1. Serum proteins showed quantitative and qualitative differences between sarcomatous and healthy soft shell clams, Mya arenaria L. 2. Total protein concentration was significantly higher in the serum of sarcomatous clams than of healthy clams. 3. According to SDS-PAGE, more serum proteins with more variability distinguished sarcomatous clams from healthy ones. 4. Sarcomatous clams had unique serum proteins of M(r)23,000, 45,000 and 54,000. Healthy clams had unique serum proteins of M(r) 24,000, 103,000 and 105,000. 5. During disease progression, sarcoma-specific proteins appeared while normal proteins disappeared. 6. We propose that some sarcoma-associated proteins may have tumor promoting and/or cytotoxic functions and that some normal proteins which disappear during disease progression may be involved in the humoral defense system.

Field and laboratory comparisons of mortality in normal and neoplastic Mya arenaria

The results of a 6-month mark and recapture experiment involving approximately 900 adult Mya arenaria demonstrated that under natural conditions, significantly higher (P much less than .001, chi 2 test) mortality occurred among animals with neoplasia than those diagnosed as normal.
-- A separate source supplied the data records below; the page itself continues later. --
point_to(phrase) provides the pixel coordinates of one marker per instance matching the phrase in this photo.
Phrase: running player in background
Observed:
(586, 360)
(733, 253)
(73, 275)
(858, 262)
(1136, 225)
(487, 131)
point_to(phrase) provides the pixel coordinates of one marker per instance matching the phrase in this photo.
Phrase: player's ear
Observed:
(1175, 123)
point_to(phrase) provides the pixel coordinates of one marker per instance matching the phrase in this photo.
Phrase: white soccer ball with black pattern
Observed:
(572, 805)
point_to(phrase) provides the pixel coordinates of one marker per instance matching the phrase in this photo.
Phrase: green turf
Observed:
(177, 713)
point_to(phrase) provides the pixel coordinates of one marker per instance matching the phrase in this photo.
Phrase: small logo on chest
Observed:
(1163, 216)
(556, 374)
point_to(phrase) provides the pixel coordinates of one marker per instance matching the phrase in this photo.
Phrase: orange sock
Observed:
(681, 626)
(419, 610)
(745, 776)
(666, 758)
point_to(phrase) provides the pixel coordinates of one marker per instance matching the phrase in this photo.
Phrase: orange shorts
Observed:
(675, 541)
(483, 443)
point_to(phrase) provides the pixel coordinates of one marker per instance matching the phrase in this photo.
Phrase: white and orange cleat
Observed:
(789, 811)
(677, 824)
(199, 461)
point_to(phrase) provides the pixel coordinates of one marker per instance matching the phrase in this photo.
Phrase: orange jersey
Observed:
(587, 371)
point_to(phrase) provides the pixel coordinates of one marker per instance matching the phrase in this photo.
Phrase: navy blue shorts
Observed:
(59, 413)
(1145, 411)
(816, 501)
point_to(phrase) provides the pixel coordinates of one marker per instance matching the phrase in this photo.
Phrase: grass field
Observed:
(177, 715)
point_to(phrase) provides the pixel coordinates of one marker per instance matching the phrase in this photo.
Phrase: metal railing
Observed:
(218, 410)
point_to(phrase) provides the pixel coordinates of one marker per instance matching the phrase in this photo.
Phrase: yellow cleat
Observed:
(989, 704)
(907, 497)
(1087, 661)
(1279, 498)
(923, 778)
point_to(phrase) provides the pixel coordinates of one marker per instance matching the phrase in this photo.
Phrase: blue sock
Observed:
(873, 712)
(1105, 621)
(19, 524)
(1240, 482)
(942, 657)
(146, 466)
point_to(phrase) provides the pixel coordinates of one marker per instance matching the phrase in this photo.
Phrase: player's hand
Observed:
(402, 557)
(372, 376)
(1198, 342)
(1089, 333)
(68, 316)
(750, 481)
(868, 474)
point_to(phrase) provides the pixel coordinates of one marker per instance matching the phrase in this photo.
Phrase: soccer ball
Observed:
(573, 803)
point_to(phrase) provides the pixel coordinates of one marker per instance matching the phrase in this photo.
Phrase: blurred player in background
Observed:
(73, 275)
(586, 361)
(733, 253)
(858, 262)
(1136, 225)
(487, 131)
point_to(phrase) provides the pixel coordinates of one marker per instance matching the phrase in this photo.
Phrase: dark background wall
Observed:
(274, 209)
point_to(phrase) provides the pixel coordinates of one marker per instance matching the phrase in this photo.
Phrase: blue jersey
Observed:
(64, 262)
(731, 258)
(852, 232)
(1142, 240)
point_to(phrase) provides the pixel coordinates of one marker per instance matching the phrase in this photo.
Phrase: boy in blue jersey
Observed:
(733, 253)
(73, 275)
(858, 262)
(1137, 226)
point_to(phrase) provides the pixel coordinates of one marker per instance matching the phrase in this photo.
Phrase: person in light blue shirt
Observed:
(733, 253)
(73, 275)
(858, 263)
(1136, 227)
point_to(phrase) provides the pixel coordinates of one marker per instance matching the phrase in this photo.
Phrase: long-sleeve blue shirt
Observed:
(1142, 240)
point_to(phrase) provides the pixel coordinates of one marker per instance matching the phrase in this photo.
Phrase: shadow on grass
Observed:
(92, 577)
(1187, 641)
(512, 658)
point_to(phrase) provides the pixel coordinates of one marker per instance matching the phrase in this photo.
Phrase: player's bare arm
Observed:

Using a blood screening technique, the clams were diagnosed and placed in one of three diagnostic groups based on the severity of the disease (the percentage neoplastic cells per total number of blood cells): Nonneoplastic (NN), 0%; low severity neoplastic (LSN), less than 50%; and high severity neoplastic (HSN), greater than 50%. Fifty-one percent of those clams initially diagnosed as HSN died by the end of the test period as compared to 8% of the LSN clams and only 3% of the normals. Both progression and remission of the disease were also evident. Approximately 10% of the clams in the NN and LSN groups progressed to a LSN or HSN condition, whereas 16% of those clams initially identified as LSN, and that were recovered alive, underwent complete remission during the test period. Comparison of the field results with those of an 18-week laboratory study suggests that studies of mortality done under laboratory conditions may not provide useful data for the interpretation of the quantitative effects of a disease process, such as molluscan neoplasia, on the natural population of the animal studied.